The Book begins on a prison Island in the 2nd century but it doesn’t stay there for long. After brief but poignant greetings to the churches in Asia Minor, Jesus takes John up to heaven. With a literal cast of thousands, John is shown “what must soon take place.” The images that follow are bizarre and frightening. They include angels and demons, beasts and dragons. That is the content that most disturbs people.

The vast middle section of Revelation that contains all these frightening images is disturbing but these images seem to fall loosely into two categories: images of judgment and images of vindication. The first, images of judgment, are truly frightening. And Revelation pulls no punches. It depicts the world in all its sinful ugliness. In Revelation the world is a sinful harlot that is drunk with the blood of the martyrs. The world is an awful beast that tries to devour anything good that is born into the world.

In these images God’s judgment is poured out upon that evil. Early in the book John is shown a vision of the martyred saints of God calling from beneath that altar. It was a common practice in the early church to bury a saint or martyr under the altar of a church. And all these saints are calling to God to bring judgment on the world. And adjacent to that the prayers of the saints on earth are brought before God. I imagine John and others were asking God, “How long will you let this persecution go on?”

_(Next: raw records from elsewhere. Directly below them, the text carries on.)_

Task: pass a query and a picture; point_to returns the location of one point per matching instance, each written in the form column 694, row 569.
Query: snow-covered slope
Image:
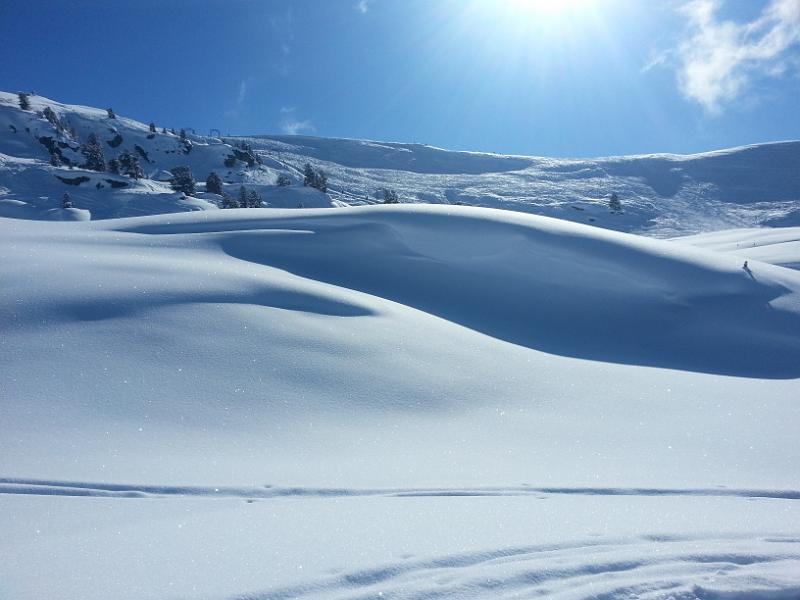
column 778, row 246
column 392, row 401
column 661, row 195
column 30, row 187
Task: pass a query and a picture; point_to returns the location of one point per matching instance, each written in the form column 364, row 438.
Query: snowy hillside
column 777, row 246
column 393, row 401
column 661, row 195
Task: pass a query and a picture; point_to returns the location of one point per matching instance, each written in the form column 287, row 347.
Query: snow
column 662, row 195
column 777, row 246
column 409, row 401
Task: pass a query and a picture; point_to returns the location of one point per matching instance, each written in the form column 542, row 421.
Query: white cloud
column 290, row 125
column 719, row 60
column 241, row 96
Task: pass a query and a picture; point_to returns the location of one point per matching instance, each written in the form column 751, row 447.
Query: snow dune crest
column 541, row 283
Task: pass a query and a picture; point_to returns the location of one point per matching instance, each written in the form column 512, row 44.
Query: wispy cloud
column 718, row 61
column 291, row 125
column 282, row 27
column 241, row 97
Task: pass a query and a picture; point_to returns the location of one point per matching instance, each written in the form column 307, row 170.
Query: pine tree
column 315, row 178
column 93, row 152
column 183, row 180
column 24, row 100
column 129, row 165
column 214, row 184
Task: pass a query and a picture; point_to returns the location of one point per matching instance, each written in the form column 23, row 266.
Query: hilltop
column 661, row 195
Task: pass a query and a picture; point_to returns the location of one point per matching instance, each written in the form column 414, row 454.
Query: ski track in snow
column 37, row 487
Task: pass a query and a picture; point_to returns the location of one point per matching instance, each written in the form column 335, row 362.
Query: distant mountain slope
column 661, row 195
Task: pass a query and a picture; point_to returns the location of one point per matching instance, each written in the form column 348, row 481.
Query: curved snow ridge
column 39, row 487
column 777, row 246
column 676, row 568
column 542, row 283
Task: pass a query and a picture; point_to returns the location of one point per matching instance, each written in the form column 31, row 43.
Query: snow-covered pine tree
column 253, row 199
column 93, row 151
column 214, row 183
column 315, row 178
column 129, row 165
column 183, row 180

The world is truly an evil place. There are forces in our world that try to stomp out any fires of love or hope that God starts. How long will God let this keep happening? So the book of Revelation reassures us that this state of affairs will not go on forever. There will be a judgment and God will bring an end to the evil that pervades our world and injures all that is good and righteous.

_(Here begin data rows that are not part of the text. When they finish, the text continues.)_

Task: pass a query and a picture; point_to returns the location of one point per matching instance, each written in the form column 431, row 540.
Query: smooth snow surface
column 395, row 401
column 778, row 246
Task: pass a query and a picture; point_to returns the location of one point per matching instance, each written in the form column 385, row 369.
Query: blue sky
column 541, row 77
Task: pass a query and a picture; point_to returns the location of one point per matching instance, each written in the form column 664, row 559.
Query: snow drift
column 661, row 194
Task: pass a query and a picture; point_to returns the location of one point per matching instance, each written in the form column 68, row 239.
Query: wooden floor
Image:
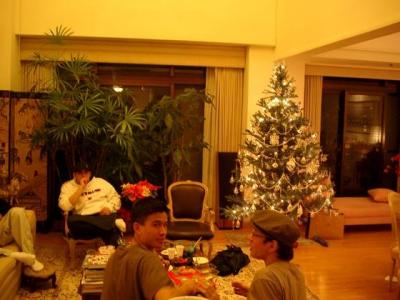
column 349, row 269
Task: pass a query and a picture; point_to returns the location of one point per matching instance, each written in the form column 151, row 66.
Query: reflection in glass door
column 362, row 155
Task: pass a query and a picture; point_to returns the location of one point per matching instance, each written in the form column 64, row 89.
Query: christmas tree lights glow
column 281, row 158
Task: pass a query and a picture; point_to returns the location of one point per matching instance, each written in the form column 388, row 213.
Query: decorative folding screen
column 19, row 118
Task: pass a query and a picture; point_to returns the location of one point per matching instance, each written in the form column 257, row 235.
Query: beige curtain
column 313, row 101
column 223, row 126
column 35, row 79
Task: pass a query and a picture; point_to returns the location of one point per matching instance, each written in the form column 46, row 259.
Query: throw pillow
column 379, row 195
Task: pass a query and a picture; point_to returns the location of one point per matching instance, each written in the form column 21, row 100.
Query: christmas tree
column 281, row 159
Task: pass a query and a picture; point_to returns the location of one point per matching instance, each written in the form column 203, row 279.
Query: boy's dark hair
column 81, row 166
column 142, row 208
column 285, row 252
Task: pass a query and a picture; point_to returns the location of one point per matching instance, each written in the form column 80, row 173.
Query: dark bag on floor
column 230, row 261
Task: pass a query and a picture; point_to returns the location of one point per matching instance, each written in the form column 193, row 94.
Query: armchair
column 72, row 242
column 190, row 217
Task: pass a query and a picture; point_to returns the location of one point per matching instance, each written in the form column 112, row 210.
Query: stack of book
column 93, row 273
column 92, row 280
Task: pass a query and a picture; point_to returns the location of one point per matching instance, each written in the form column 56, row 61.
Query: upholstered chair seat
column 187, row 230
column 190, row 217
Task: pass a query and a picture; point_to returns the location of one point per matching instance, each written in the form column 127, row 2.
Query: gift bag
column 329, row 226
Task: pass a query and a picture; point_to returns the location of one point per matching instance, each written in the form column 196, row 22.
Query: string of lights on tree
column 281, row 160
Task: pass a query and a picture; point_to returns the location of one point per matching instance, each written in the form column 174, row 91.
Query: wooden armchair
column 190, row 217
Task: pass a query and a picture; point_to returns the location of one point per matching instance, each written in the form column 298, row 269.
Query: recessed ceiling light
column 118, row 89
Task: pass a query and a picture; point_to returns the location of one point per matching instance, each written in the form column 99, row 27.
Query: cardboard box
column 329, row 226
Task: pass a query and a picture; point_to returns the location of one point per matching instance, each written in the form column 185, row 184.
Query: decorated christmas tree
column 281, row 161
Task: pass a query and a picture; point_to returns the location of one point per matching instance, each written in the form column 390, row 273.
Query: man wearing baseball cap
column 273, row 238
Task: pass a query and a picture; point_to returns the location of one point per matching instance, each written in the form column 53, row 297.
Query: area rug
column 69, row 274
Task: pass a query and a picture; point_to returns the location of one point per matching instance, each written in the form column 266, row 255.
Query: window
column 151, row 83
column 360, row 132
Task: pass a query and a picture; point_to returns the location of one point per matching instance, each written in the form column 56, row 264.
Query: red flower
column 140, row 190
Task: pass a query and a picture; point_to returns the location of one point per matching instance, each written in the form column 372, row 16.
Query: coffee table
column 91, row 284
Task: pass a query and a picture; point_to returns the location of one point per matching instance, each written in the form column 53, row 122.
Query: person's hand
column 240, row 288
column 207, row 289
column 105, row 211
column 84, row 181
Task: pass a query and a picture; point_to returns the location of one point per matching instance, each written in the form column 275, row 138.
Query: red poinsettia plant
column 140, row 190
column 132, row 192
column 394, row 165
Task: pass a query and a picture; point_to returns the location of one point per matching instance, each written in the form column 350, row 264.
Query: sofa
column 362, row 211
column 10, row 269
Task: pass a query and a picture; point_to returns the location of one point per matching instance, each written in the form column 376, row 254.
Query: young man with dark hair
column 94, row 203
column 136, row 272
column 273, row 238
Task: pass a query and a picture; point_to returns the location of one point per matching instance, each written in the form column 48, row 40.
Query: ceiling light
column 118, row 89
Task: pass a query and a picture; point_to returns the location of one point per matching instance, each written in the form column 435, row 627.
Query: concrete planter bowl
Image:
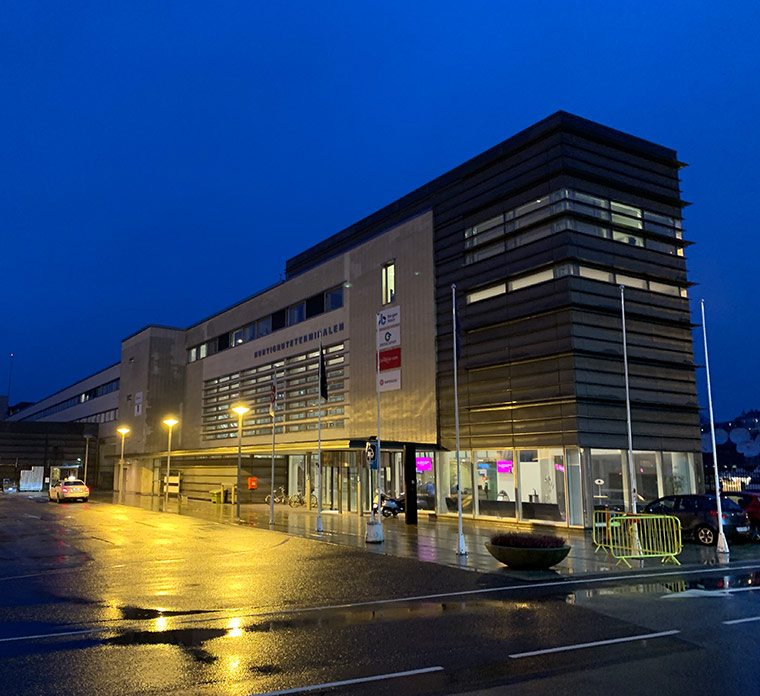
column 526, row 558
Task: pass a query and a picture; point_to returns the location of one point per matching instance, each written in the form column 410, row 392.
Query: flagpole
column 722, row 543
column 272, row 410
column 631, row 468
column 461, row 549
column 319, row 441
column 374, row 533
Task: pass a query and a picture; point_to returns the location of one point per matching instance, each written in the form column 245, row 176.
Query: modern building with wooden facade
column 537, row 235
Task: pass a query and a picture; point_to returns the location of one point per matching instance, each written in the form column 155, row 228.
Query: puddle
column 139, row 613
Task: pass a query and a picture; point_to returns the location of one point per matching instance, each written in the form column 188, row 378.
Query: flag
column 322, row 374
column 273, row 395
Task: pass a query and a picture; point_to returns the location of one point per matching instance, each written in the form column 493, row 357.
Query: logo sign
column 388, row 317
column 424, row 463
column 390, row 359
column 388, row 381
column 371, row 454
column 388, row 337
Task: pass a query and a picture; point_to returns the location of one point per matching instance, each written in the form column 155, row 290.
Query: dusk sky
column 162, row 160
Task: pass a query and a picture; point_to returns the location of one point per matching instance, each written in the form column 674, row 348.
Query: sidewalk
column 432, row 540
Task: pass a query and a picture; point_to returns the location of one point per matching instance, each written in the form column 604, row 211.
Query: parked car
column 69, row 489
column 699, row 517
column 749, row 501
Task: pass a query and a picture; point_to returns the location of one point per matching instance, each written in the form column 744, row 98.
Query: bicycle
column 279, row 497
column 298, row 499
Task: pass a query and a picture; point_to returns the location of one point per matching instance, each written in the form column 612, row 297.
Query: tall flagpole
column 722, row 543
column 461, row 549
column 319, row 441
column 374, row 533
column 631, row 469
column 272, row 410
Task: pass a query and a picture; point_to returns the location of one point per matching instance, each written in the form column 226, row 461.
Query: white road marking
column 360, row 680
column 708, row 593
column 55, row 635
column 580, row 646
column 749, row 618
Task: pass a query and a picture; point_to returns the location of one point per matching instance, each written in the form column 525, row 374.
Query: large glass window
column 448, row 485
column 334, row 299
column 389, row 283
column 607, row 470
column 542, row 484
column 495, row 477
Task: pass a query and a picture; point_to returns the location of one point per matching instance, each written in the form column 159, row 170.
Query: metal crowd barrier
column 627, row 536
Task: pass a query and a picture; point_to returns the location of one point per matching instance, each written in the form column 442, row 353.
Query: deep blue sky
column 160, row 161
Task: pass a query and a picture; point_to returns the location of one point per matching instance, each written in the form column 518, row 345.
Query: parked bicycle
column 298, row 499
column 279, row 496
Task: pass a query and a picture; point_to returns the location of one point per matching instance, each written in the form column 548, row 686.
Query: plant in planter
column 523, row 551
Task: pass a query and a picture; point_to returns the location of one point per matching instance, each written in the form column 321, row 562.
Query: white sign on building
column 388, row 337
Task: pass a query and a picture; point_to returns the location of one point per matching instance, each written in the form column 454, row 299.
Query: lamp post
column 241, row 411
column 123, row 432
column 170, row 422
column 86, row 455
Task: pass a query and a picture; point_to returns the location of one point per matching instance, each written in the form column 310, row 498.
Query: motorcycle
column 390, row 506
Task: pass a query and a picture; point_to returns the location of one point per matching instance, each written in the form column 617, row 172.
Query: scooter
column 390, row 506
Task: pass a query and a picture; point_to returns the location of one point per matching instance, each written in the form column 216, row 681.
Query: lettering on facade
column 305, row 338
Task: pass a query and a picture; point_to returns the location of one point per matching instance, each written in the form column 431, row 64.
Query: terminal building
column 537, row 235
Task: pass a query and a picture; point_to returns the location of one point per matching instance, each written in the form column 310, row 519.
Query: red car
column 749, row 501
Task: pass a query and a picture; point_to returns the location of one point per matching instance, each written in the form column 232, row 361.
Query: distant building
column 538, row 234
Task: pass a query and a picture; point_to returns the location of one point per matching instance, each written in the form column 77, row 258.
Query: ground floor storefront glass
column 657, row 474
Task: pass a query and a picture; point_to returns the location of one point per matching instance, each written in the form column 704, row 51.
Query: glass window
column 596, row 274
column 495, row 477
column 389, row 283
column 334, row 299
column 607, row 473
column 485, row 293
column 627, row 238
column 532, row 279
column 264, row 326
column 631, row 282
column 665, row 288
column 296, row 314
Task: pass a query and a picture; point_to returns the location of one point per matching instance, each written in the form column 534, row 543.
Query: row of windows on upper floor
column 278, row 429
column 290, row 316
column 573, row 269
column 83, row 397
column 497, row 232
column 103, row 417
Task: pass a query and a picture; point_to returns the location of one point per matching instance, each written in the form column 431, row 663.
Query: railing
column 626, row 536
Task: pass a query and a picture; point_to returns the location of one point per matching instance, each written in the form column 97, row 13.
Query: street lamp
column 241, row 411
column 123, row 432
column 170, row 422
column 87, row 439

This is where the images of vindication come in. God will protect His own. They will be sealed. They may suffer physically, they may be mauled by wild beasts and their bodies burned, but they will be vindicated.

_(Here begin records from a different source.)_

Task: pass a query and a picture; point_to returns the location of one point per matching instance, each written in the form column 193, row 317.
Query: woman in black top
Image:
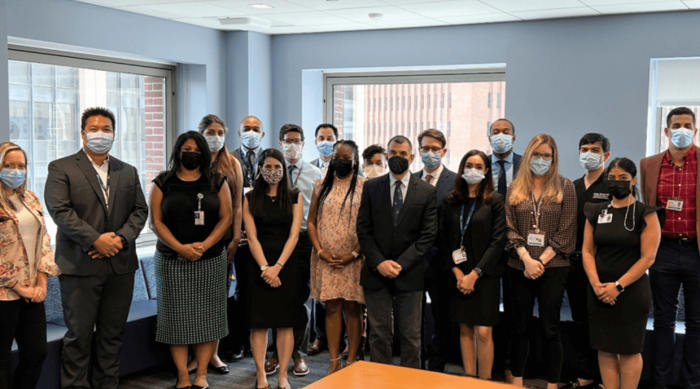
column 272, row 213
column 620, row 243
column 472, row 233
column 190, row 212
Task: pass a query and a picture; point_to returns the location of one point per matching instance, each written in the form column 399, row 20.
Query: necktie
column 502, row 185
column 398, row 201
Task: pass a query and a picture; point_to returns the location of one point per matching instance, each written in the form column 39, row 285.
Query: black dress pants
column 26, row 323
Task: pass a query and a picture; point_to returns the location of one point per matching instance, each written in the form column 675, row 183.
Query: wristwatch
column 619, row 287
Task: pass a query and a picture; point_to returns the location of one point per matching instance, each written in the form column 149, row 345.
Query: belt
column 679, row 241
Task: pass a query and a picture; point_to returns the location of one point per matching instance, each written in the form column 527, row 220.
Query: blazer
column 649, row 170
column 237, row 153
column 407, row 242
column 445, row 184
column 75, row 201
column 488, row 235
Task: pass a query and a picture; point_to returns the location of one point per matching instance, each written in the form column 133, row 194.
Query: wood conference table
column 368, row 375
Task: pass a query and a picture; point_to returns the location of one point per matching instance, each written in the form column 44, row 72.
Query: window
column 436, row 92
column 674, row 83
column 48, row 92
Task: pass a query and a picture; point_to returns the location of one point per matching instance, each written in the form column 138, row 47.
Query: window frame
column 117, row 65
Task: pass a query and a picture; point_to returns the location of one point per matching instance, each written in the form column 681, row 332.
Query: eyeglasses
column 292, row 141
column 547, row 156
column 434, row 150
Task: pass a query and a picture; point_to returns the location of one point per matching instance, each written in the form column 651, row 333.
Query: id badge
column 198, row 218
column 674, row 205
column 459, row 256
column 535, row 239
column 605, row 217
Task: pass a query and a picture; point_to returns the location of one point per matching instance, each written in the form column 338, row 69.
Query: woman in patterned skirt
column 190, row 212
column 336, row 262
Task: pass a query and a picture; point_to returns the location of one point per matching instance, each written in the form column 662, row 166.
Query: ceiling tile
column 280, row 6
column 361, row 15
column 450, row 8
column 314, row 18
column 556, row 13
column 641, row 7
column 532, row 5
column 476, row 19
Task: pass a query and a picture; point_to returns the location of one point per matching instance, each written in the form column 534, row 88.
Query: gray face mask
column 539, row 166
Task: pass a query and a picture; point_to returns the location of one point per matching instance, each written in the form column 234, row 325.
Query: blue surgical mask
column 13, row 178
column 325, row 148
column 251, row 139
column 431, row 160
column 590, row 161
column 501, row 143
column 539, row 166
column 99, row 142
column 215, row 142
column 682, row 137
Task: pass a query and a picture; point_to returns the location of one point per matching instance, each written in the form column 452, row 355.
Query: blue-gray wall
column 564, row 77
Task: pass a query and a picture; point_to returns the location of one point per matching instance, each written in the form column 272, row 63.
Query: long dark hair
column 204, row 167
column 260, row 186
column 330, row 174
column 627, row 165
column 484, row 191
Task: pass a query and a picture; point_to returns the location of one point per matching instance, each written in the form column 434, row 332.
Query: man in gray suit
column 98, row 205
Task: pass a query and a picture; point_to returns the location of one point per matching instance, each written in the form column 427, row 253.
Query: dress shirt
column 303, row 177
column 404, row 185
column 496, row 168
column 678, row 183
column 435, row 174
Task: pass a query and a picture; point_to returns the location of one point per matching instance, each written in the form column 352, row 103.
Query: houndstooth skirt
column 191, row 300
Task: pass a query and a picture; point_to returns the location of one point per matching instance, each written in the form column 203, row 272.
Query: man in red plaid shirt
column 670, row 180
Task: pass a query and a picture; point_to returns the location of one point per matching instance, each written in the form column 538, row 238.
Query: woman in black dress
column 473, row 255
column 190, row 212
column 620, row 243
column 272, row 213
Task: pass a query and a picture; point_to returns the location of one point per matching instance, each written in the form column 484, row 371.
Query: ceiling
column 309, row 16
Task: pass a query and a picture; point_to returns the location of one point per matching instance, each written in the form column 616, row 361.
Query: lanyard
column 463, row 226
column 537, row 207
column 105, row 189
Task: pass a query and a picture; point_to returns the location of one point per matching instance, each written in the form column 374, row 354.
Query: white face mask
column 291, row 151
column 215, row 142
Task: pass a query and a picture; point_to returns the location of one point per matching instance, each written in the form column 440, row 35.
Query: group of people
column 364, row 239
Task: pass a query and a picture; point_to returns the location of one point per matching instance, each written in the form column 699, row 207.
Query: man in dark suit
column 433, row 147
column 396, row 227
column 505, row 165
column 251, row 131
column 670, row 180
column 99, row 208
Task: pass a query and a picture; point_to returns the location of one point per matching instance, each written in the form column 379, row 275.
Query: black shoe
column 218, row 370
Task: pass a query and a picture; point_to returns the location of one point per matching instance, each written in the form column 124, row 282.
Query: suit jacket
column 317, row 162
column 237, row 153
column 488, row 235
column 407, row 242
column 433, row 266
column 649, row 170
column 75, row 201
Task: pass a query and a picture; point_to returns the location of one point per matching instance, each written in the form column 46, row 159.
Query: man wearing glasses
column 301, row 176
column 433, row 147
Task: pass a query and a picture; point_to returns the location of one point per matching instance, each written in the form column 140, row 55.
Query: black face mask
column 619, row 189
column 398, row 165
column 191, row 160
column 342, row 167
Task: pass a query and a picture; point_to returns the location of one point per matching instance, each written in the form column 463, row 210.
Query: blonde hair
column 5, row 148
column 522, row 186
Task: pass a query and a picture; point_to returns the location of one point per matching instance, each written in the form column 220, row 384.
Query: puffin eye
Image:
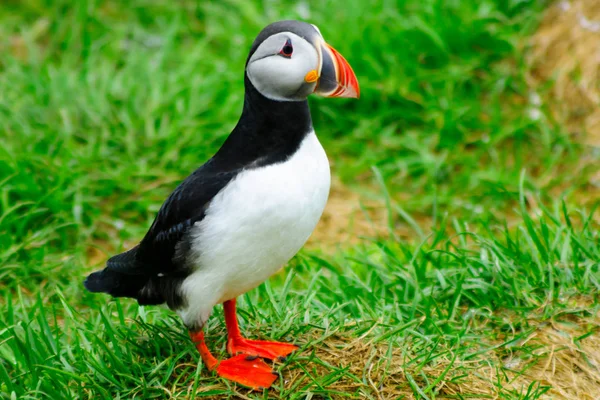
column 287, row 49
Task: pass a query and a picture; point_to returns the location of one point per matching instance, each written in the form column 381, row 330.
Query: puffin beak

They will stand before God in heaven with white robes and branches of victory. They will have their prayers answered. The evil that seems to be in charge in this age will be destroyed. It will be thrown into a lake of fire. Every evil power and principality will cease to exist.

And all will be made new. God will create a new heaven and a new earth where evil is absent and all is full of God’s glory. And God will wipe every tear from their eye. The sun shall not smite them by day nor the cold by night. And the full glory of God will dwell with humanity.

This brings us to the final chapter of Revelation. Consider where we started. A prison island on Patmos with the Christians being persecuted: a literal Hell on earth. And look where we have ended up: a literal Heaven on earth!

This is the point of Revelation summed up in the last chapter. Jesus is coming again to judge this wicked age and vindicate the persecuted church. And those who stand strong will be rewarded. They will enter this New Jerusalem and dwell eternally in the pure glory of God.

But the book doesn’t really end in that blessed future. It ends in the here and now. The final words are a call to follow Jesus in the present not to merely look toward heavenly glory. It addresses the reader and says, “Come, let anyone who wishes take of the water of life.”

Revelation can be a book of judgment or a book of vindication for you. It’s your decision as to which it is. If you choose to serve the world it is a book of judgment and let me tell you there will be a judgment for this evil world. But if you choose to serve Christ, it is a book of victory. Which will it be?